By cultivating an attitude of friendship toward those who are happy, compassion toward those in distress, joy toward those who are virtuous and equanimity toward those who are nonvirtuous, lucidity arises in the mind.

Translation: Edwin Bryant

In this sutra, compassion is offered as an attitude that allows the practitioner to foster equanimity when encountering others who are in distress or experiencing misfortune. The understanding is that compassion for others who are in distress or somehow suffering allows the yogi to maintain a state of equanimity. For example, by feeling compassion instead of frustration for the man who was having trouble fixing my phone, I was able to remain calm and less disturbed by the situation. It’s not only about being a good person, it’s about maintaining a lucid and tranquil state of mind.

The Buddhist texts speak about compassion as resulting from the practice of metta, loving-kindness, and the recognition of our underlying oneness. I think that compassion is a natural outcome of a spiritually oriented yoga practice as well. When we contemplate the nature of the Self in yoga and the recognize that the same universal presence lives in all, we understand that someone else’s pain is in some way also our own and we can feel deep empathy for the suffering of another person.

In her book, Lovingkindness: The Revolutionary Art of Happiness, meditation teacher and Buddhist practitioner Sharon Salzberg writes:

To develop a compassionate heart is not just an idealistic overlay. It arises from seeing the truth of suffering and opening to it. Out of this arises a sense of purpose, a sense of meaning so strong in our lives that no matter what the circumstances, no matter what the situation, our goal or our greatest desire is to express genuine love.

 And here’s a crucial point about practicing compassion in the context of yoga: It must be expressed through action. It involves not only cultivating the inner experience of compassion but taking concrete steps to relieve the suffering of others.  

When a compassion bomb hits me what follows in its wake is the urge to acknowledge others with respect and sensitivity for the ways that they might be suffering, and to be as kind and generous as I possibly can, even in situations where I would usually respond with impatience or anger. I feel that doing what I can to make other people’s lives easier in that moment is the least I can do to help others. After all, we are all in this together.

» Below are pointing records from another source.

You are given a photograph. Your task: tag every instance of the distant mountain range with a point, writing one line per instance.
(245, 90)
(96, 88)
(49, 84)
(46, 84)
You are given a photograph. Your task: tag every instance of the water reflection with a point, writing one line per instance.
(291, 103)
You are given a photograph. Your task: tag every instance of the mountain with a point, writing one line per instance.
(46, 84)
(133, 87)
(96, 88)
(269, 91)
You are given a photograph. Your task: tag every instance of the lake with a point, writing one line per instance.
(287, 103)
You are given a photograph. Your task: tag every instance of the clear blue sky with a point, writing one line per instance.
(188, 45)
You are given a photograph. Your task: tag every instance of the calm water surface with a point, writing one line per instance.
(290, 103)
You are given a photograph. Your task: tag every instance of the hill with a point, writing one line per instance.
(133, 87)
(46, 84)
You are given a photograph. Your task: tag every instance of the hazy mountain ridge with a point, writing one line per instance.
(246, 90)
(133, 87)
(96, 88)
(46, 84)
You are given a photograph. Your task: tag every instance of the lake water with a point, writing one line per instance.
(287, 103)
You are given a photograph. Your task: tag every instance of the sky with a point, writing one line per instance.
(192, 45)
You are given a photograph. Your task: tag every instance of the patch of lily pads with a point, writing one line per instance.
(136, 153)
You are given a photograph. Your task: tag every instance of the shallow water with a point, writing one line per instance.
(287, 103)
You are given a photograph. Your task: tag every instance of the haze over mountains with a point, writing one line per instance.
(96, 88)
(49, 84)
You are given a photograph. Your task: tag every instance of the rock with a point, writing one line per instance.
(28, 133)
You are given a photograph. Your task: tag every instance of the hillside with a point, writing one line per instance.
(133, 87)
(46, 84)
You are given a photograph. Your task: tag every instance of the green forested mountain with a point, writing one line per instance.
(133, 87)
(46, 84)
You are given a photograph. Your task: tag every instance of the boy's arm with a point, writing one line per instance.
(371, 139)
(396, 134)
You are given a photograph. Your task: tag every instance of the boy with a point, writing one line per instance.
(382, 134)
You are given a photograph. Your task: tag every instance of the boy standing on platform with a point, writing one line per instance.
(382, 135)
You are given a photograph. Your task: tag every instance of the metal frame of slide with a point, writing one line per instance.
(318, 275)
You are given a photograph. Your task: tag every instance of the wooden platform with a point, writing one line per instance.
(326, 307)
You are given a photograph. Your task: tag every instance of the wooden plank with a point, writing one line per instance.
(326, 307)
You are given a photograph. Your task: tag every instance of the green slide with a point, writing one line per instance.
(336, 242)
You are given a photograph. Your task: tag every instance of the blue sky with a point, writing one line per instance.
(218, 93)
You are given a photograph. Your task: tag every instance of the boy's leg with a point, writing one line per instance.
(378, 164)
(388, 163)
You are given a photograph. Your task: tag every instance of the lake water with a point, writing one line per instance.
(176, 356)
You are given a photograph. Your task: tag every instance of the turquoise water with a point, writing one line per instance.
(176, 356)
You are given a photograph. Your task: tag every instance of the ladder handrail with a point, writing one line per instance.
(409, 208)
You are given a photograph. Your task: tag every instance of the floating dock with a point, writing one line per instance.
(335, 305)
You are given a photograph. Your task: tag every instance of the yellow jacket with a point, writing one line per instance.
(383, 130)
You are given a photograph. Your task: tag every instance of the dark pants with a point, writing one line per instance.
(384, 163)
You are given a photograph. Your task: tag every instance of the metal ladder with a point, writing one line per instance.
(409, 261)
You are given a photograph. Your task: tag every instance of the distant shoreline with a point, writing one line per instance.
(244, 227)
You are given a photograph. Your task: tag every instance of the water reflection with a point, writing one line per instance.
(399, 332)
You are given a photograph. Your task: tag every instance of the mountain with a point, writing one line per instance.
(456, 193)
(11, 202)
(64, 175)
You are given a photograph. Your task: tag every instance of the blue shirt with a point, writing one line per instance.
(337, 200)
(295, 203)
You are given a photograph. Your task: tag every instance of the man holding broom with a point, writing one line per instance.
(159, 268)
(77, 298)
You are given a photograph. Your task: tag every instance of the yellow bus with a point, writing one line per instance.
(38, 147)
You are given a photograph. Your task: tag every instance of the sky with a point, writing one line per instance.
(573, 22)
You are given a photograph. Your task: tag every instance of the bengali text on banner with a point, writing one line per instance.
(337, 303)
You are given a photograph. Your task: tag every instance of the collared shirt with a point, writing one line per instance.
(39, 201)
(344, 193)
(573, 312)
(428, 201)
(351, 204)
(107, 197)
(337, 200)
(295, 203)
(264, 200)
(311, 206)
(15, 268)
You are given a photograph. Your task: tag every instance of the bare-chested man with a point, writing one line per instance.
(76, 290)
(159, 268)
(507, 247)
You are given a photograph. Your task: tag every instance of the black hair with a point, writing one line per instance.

PS: Because compassion is such a central way to bring yogic values into your daily life, next week I’ll be sharing how you can explicitly cultivate compassion, so you don’t have to wait until a bomb hits you to become a compassionate presence for yourself and others. In the meantime, if this feels like a worthy inquiry for you, you might notice: In what situations is it easy for you to feel compassion? When is it hard? What tends to get in the way of feeling compassion for others?